1. The problem statement, all variables and given/known data
Find the total time, t, that an object takes to reach the surface of the Earth from a distance, D, using the Law of Gravitation: $$F_{g} = \frac{GMm}{x^2}$$

D is distance from surface
R+D is total distance from center of masses

****** One Dimension ******

2. Relevant equations
F = ma
$$\frac{GMm}{x^2} = ma, a = \frac{GM}{x^2}$$

3. The attempt at a solution
$$\frac{a}{v} = \frac{dv}{dx}$$

$$a dx = v dv \frac{-GM}{x^{2}} dx = v dv$$

$$-GM\int_{R}^{R+D} \frac{1}{x^2} dx = \int_{0}^{v} v dv$$

$$v = \sqrt{2GM(\frac{1}{R+D} - \frac{1}{R})}$$

$$\frac{dx}{dt} = \sqrt{2GM(\frac{1}{R+D} - \frac{1}{R})}$$

$$dt = \frac{1}{\sqrt{2GM(\frac{1}{R+D} - \frac{1}{R})}} dx$$

$$\int_{0}^{t} dt = \int_{R}^{R+D} \frac{1}{\sqrt{2GM(\frac{1}{R+D} - \frac{1}{R})}} dx$$

$$t = \frac{D}{\sqrt{2GM(\frac{1}{R+D} - \frac{1}{R})}}$$

Is this the correct solution to the problem?

2. Dec 14, 2016

### Staff: Mentor

A simple cross-check: for D>0, you take the square root of a negative number. That cannot be right.
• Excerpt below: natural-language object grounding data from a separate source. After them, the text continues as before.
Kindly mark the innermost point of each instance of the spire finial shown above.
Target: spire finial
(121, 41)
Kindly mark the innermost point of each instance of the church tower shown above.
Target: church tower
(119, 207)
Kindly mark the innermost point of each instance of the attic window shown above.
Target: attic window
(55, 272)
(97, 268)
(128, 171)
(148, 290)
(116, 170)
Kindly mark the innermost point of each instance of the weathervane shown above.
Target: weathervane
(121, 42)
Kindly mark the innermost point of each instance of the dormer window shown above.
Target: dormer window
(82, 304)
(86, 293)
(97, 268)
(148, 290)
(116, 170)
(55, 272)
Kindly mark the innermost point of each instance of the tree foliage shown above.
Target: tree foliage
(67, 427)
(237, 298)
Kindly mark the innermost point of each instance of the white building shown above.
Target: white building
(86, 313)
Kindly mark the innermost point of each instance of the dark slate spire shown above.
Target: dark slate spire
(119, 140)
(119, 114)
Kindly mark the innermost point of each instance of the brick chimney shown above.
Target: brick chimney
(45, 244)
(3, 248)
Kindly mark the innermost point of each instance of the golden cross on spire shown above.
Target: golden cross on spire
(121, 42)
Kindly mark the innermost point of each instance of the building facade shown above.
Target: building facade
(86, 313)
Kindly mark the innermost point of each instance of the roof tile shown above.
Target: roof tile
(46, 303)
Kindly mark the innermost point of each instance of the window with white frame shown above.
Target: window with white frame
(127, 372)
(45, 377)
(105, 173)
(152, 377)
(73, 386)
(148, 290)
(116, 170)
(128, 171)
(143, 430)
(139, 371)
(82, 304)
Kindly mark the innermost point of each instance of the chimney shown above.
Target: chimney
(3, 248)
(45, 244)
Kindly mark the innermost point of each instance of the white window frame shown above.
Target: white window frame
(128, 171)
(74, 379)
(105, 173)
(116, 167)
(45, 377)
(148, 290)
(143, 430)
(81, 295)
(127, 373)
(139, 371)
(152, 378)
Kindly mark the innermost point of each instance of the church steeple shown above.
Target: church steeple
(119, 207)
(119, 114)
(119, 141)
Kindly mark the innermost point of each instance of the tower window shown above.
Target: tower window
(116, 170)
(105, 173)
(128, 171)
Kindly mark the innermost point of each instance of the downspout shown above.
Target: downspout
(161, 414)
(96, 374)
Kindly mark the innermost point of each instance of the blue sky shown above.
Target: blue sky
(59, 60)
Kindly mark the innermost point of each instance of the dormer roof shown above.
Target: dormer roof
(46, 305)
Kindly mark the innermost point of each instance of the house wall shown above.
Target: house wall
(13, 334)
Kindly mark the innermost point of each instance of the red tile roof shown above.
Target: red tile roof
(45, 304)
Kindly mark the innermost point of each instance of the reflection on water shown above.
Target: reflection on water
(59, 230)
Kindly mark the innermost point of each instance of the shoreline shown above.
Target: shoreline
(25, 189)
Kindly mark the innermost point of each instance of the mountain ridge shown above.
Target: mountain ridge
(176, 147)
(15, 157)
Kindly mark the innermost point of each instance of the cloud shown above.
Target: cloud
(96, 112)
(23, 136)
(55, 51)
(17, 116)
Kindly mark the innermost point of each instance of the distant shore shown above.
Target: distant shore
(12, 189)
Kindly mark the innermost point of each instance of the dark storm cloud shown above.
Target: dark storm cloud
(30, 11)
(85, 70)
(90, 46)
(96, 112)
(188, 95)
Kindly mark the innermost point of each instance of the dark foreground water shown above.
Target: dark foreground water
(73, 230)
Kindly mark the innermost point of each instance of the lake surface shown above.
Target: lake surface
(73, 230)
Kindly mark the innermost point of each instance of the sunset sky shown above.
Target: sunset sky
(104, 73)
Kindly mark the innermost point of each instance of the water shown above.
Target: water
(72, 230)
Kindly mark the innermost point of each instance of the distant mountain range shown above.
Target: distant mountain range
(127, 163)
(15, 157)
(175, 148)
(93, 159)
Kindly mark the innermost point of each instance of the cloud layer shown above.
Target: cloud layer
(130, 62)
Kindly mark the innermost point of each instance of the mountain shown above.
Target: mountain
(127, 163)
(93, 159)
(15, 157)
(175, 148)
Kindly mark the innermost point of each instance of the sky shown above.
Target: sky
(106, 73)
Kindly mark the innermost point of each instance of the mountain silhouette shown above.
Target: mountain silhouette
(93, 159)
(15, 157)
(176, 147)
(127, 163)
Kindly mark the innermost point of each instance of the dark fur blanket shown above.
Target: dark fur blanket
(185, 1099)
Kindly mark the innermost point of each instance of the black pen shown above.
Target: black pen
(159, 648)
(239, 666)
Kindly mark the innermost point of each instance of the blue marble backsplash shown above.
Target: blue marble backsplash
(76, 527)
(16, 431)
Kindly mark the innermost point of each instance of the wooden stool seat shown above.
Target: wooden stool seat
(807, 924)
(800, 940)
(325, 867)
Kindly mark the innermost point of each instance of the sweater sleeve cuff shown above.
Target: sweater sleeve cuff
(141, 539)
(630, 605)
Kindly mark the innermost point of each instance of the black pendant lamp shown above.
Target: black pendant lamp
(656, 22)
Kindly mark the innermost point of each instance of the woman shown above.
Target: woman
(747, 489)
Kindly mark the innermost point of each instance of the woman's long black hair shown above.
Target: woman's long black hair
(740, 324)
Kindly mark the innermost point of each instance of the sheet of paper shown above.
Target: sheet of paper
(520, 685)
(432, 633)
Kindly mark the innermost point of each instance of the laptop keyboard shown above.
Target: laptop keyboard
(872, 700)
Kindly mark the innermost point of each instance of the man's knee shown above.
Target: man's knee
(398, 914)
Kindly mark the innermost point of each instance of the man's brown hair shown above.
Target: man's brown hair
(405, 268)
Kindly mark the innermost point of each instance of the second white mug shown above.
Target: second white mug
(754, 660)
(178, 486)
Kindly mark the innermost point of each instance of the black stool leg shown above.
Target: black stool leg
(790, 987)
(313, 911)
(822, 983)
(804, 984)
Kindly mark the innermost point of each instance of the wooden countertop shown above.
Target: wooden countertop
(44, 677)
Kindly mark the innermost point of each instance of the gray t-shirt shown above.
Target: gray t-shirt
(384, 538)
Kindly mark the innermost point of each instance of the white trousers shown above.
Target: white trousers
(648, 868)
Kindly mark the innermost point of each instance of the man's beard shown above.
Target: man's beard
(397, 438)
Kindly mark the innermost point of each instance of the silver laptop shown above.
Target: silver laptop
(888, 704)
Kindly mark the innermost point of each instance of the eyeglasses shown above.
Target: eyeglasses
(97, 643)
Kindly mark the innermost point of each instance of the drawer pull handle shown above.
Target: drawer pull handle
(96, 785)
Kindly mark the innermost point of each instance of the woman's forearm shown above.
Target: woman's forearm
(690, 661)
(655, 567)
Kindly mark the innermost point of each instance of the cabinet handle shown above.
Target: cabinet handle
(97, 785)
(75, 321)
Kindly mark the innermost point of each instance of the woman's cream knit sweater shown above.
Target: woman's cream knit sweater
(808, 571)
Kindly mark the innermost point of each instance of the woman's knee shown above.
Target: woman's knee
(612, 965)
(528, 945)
An unrelated issue: Your speed does not depend on x (the current position) at all. Does that sound realistic?

3. Dec 14, 2016

### Phys_Boi

a = GM/r^2

If you treat Earth at the x value of 0 then r is a function of x..?

r(x) = x?

I do understand D>0 causing a problem, but I don't know where I went wrong.

4. Dec 14, 2016

### Staff: Mentor

R is the constant radius of Earth.

What is r now? The same as x?
Probably a sign error somewhere. Using conservation of energy, you can directly find v(x) and avoid a few steps.

5. Dec 14, 2016

### Phys_Boi

At time = 0, r = R + D.

I was going to use conservation of energy, but hesitated due to the fact that you use "g", an approximation.

In the first integral, would you use "R" as the top bound instead of "R + D"?

6. Dec 14, 2016

### vela

Staff Emeritus
Why'd you throw the minus sign in? I'm not saying it's wrong, but above you wrote $a = \frac{GM}{x^2}$.

The bottom limit of the integral is where you're starting from, and the top limit is where you're ending at. That's the convention you followed on the velocity integral, but you did it backwards on the LHS.

Note that if you say your end point is at $x=R$, the $v$ you find is $v(x=R)$, the speed when the object is at a distance $R$. Is that what you want to find?

7. Dec 14, 2016

### Phys_Boi

I added the negative just because the drawing that I drew had the object moving left.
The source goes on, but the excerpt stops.